Por usos y costumbres se desvirtúan las obligaciones civiles, se desconocen las garantías del proceso penal, se atenta contras las libertades de conciencia, tránsito, ocupacional, se azota y mutila; en no raras ocasiones se priva de la vida, se pinchan los ductos y se extrae de ellos combustible.

Alguien que se maneja con el sistema de usos y costumbres difícilmente considerará que los compromisos que contrae por virtud de un contrato le obliguen; a pesar de haber aceptado y firmado un convenio, no se considerara comprometido en los términos pactados o por la palabra dada. En cambio, si se trata de compromisos contraídos por alguien que no se maneja por ese sistema, a él se le exigirá que cumpla a cabalidad con ellos y no habrá excusa o pretexto que valga. La regla general es que los contratos que se celebran solo obligan a los fuereños  o ladinos, pero nunca a los locales.

Si un extraño se asienta en una comunidad de usos y costumbres debe aceptar que sus bienes, muebles e inmuebles, sean usados en común, con o sin su consentimiento y de manera gratuita; permitir que los frutos de sus árboles, de sus animales y demás bienes que se hallen dentro de su propiedad sean gozados en común. En cambio debe abstenerse de hacer lo mismo en caso de que los bienes pertenezcan a algún miembro de la comunidad, a menos de que pague el precio que unilateralmente le fije el propietario. Ese extraño o “fuereño”, para vivir en paz, debe aceptar colaborar más allá de lo que hace cualquier otro miembro de la comunidad.

Las sentencias de los jueces, por regla general, no pueden hacerse efectivas en la persona y bienes de los miembros de una comunidad de usos y costumbres. La población intervendrá para impedir que las fuerzas del orden, en auxilio de los funcionarios judiciales, cumplan con las determinaciones judiciales.

Si en una población existe la sospecha, la simple sospecha, de que alguien ha incurrido en un ilícito: robo, violación, secuestro u otros, ello es suficiente para que se toque a rebato, se detenga al presunto delincuente, se le golpee, exhiba, hiera y, con frecuencia, se le prive de la vida. La multitud enardecida toma a ofensa que la autoridad trate de impedir sus desmanes, pretenda salvaguardar a la víctima y, si esta muere, a que se pretenda juzgar a alguno de los que intervinieron en el linchamiento.

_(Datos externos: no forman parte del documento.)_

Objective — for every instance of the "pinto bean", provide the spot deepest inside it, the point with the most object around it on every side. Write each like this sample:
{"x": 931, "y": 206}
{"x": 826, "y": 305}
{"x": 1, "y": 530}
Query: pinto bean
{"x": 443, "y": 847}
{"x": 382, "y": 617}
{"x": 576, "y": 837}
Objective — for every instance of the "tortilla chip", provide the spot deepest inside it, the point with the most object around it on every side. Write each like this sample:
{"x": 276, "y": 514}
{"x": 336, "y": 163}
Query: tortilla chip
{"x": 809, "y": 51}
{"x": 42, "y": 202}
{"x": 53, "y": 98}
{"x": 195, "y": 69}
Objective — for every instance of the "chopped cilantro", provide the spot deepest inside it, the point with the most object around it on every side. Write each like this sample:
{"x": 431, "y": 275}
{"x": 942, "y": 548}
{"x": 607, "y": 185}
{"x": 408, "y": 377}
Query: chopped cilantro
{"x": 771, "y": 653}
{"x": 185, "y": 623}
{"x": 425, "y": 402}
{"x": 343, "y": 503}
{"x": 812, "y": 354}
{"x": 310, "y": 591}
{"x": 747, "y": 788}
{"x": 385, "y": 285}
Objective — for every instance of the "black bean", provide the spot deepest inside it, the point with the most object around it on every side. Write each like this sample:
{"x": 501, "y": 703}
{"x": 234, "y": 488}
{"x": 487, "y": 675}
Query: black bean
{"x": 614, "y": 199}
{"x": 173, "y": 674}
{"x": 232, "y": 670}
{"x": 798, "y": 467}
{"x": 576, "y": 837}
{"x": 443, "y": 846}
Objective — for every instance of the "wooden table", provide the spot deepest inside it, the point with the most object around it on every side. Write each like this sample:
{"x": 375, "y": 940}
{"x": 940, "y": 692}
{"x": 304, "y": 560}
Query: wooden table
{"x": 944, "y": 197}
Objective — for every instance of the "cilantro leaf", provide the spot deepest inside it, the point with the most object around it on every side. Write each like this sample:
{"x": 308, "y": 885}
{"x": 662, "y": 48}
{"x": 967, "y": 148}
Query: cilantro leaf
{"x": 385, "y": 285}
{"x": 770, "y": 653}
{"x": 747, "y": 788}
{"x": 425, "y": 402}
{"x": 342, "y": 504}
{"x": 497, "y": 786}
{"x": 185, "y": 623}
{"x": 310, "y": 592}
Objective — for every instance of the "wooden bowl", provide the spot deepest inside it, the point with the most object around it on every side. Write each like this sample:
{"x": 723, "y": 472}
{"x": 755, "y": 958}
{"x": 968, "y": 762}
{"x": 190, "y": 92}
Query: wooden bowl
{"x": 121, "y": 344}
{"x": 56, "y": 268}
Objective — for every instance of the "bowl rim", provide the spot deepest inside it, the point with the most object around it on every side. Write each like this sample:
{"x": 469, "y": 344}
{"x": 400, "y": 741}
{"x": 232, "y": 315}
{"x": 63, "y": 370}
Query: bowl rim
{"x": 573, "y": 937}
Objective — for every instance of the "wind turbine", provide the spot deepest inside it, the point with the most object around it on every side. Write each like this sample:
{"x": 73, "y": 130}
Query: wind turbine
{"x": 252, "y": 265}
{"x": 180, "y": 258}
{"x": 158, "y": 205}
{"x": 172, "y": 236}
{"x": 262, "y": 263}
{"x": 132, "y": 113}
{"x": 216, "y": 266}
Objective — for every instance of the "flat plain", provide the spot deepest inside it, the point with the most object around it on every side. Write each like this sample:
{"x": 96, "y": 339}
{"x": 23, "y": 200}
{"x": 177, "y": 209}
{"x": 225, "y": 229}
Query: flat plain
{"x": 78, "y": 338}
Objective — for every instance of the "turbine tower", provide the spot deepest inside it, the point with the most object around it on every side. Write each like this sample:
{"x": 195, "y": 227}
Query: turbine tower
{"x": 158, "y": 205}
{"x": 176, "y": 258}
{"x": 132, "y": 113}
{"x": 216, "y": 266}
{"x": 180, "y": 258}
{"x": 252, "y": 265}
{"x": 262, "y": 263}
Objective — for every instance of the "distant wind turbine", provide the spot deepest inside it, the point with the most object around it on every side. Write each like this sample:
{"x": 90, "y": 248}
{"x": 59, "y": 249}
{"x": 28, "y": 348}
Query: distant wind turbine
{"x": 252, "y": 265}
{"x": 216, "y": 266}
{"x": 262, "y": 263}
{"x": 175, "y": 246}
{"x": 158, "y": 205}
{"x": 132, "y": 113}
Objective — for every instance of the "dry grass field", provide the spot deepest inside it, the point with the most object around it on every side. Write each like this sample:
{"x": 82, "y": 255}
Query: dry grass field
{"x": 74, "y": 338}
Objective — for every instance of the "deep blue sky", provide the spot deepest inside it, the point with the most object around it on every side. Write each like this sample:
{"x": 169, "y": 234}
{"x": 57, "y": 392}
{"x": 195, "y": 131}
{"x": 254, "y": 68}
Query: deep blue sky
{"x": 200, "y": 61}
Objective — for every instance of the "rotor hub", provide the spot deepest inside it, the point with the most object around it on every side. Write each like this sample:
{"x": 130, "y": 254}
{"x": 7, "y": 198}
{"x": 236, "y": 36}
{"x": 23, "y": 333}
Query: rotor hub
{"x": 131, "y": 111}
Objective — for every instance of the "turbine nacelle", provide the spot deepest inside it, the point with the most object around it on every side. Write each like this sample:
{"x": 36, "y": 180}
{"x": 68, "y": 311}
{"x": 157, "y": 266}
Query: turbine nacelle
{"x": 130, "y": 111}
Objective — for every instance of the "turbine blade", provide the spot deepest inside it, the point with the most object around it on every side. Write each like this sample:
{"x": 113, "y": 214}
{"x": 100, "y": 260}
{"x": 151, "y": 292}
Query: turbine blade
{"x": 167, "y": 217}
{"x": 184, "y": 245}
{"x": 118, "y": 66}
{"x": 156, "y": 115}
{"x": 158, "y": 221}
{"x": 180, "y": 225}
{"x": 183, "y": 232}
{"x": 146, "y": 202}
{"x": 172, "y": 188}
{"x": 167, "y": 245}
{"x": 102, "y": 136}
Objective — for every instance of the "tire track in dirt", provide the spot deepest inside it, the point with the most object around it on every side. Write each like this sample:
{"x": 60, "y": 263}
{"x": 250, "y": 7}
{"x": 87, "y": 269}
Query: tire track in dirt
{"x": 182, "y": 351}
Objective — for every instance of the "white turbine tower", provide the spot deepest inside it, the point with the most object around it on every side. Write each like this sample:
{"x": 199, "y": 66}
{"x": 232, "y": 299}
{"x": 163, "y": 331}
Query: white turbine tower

Si el miembro de una comunidad de usos y costumbres es juzgado por los tribunales ordinarios, se esperarán los resultados. Si la sentencia es absolutoria, se aceptará en sus términos y, en lo posible se pretenderá exigir una indemnización. En cambio, si la sentencia es condenatoria, se alegará que no se le permitió una defensa adecuada o que no tuvo un interprete. Este argumento será invocado aunque entienda el español e ignore un idioma indígena. No faltará una organización de la sociedad civil (OSC) u organización de derechos humanos que asuma la defensa del acusado e invoque discriminación, indefensión  o injusticia para el procesado.

 

Por omisión, negligencia y apatía de las autoridades civiles existen zonas del territorio nacional que están al margen del sistemas legal que rige en el país.

 

A pesar de que la Constitución Política prohíbe la imposición de los azotes, pena infamante, tortura, mutilación, confiscación de bienes y otras, que alguien se haga justicia por su propia mano, ellas no tienen vigencia en los lugares con sistemas de usos y costumbres. Con frecuencia se ve que se azota, mutila, priva de bienes y se hace justicia al margen de los sistemas ordinarios de impartir justicia; lo grave en estos supuestos es que no hay autoridad legalmente constituida que sea capaz de hacer que los miembros de esas comunidades se conduzcan con respeto de las leyes.

En los pueblos siempre habrá en los campanarios alguien que estará pronto a tañer las campanas que convoquen a la multitud para que, en funciones de ministerio público y juez, dispongan y ordenen perseguir, detener, azotar, mutilar a un supuesto delincuente. Es suficiente la furia de una multitud enardecida para juzgar, condenar y castigar. En las poblaciones ningún fuereño debe sentirse a salvo de esa forma de juzgar y castigar.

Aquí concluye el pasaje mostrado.